You should expect your manufacturer’s rep to assist in the mentoring of new employees. We aren’t trying to run your company, but many times a new employee just needs to talk to a veteran. It may be about strategies or products or industry history or specific venues. I get asked tons of travel-related questions because I have done so much of it. I look at mentoring as another way to offer advice and make friends.

Whenever a Classic Distributor has a new salesperson, I want to connect with them. The goal is to make him feel part of an industry that is made up of a lot of really smart, seasoned folks.

You should expect your manufacturer’s rep to “grease the wheel” from time to time.  When you are struggling with something, and it isn’t making sense and adding up, call your manufacturer’s rep to ask them to get involved.  We can sometimes prevent issues from developing (if you see problems coming). We also can get far deeper into “the system” than you, the customer can. Think of us is as your insurance agent.  You have a claim and the adjuster does their thing. You look at the results, or the pending results and scratch your head and say, “Hmmmm, that makes no sense.” The next call you make is to your insurance agent.  He or she needs to be that buffer and so does your manufacturer’s rep.

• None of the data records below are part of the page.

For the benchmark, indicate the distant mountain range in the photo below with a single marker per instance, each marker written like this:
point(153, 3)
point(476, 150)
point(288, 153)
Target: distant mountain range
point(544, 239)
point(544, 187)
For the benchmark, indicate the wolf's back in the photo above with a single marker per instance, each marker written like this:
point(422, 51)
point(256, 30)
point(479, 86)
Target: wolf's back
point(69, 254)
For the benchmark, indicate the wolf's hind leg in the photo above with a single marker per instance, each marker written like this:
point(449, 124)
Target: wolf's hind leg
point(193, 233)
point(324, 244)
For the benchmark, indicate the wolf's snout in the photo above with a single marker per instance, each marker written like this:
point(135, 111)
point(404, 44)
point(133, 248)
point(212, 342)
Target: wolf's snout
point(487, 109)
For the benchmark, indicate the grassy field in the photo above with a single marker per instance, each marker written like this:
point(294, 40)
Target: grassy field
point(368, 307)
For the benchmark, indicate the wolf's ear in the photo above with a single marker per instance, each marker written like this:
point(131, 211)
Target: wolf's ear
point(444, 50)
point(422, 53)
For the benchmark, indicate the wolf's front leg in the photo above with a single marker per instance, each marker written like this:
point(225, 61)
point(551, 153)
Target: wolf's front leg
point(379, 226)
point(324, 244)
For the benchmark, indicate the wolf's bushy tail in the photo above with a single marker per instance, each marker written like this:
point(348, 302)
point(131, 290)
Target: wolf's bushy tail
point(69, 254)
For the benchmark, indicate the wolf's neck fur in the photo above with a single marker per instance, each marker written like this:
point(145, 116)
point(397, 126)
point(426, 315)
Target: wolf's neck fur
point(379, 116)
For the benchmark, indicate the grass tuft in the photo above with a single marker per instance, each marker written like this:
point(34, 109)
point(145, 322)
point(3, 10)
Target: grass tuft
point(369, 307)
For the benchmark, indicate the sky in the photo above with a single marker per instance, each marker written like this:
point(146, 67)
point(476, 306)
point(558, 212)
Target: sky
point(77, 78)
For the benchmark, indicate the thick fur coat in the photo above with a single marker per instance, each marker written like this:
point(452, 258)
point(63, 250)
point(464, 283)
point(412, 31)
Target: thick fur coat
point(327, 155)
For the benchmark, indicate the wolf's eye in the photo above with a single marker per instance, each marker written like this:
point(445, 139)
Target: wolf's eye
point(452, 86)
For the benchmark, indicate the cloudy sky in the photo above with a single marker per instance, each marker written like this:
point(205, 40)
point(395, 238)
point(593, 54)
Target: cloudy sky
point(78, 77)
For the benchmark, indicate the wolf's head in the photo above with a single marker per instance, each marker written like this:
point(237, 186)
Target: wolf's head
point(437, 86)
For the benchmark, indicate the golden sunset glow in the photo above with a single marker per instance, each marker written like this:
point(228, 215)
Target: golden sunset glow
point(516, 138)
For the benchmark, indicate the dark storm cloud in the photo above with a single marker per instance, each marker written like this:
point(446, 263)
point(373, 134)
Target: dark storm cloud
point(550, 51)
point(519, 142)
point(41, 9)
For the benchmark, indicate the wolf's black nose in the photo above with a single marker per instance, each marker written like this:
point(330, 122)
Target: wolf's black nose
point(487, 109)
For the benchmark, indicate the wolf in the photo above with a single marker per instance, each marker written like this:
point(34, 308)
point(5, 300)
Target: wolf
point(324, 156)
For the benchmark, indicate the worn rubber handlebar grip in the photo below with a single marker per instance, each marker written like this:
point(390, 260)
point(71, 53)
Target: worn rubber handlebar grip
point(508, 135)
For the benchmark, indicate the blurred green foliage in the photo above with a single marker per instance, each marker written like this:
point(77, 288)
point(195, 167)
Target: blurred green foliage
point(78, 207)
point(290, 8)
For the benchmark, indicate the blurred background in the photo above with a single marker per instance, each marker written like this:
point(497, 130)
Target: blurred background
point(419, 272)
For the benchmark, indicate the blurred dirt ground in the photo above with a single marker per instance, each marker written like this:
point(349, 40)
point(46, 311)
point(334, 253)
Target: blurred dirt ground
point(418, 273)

You should expect your rep to be a listener.  If Classic Exhibits does one thing better than the rest, it’s listening to our customers. We encourage ideas to be brought to us. It seems like every trip I take (about 25 or so a year) I get in a conversation where a customer offers up something that will make us better. The flip side of this is the customer always needs to feel comfortable in “venting” to you. Sometimes they just need to be heard. The last thing you ever want is for your clients to think you don’t care or are only giving lip service.  Listen. Listen twice as much as you talk. That’s why you have two ears and only one mouth

Finally, you should expect your rep to be a friend, or at least a close colleague. Friends buy from friends. So if you really want to boil down everything to one simple thought:  we are out to make friends. Can you become friends with your customers? Do you like people and are you genuinely interested in their lives. I have been to weddings, funerals, vacations, concerts, sporting events, fishing and hunting trips. They are all opportunities to engage and spend time with a customer and a friend. It makes my life richer because I like and respect them . . . and if it adds to our business growth, then that is a bonus.  My good buddy Scott Lindsay and I have been on hunting trips together. You spend 15 hours in a truck each direction, along with sharing a hotel room for five nights and tell me you aren’t better friends than when you left. To build a better relationship, just be friends.

I can honestly say, with the customers I have had over the years, it certainly doesn’t have to work. I have had the best experiences with some truly wonderful people. Can you say that about your job?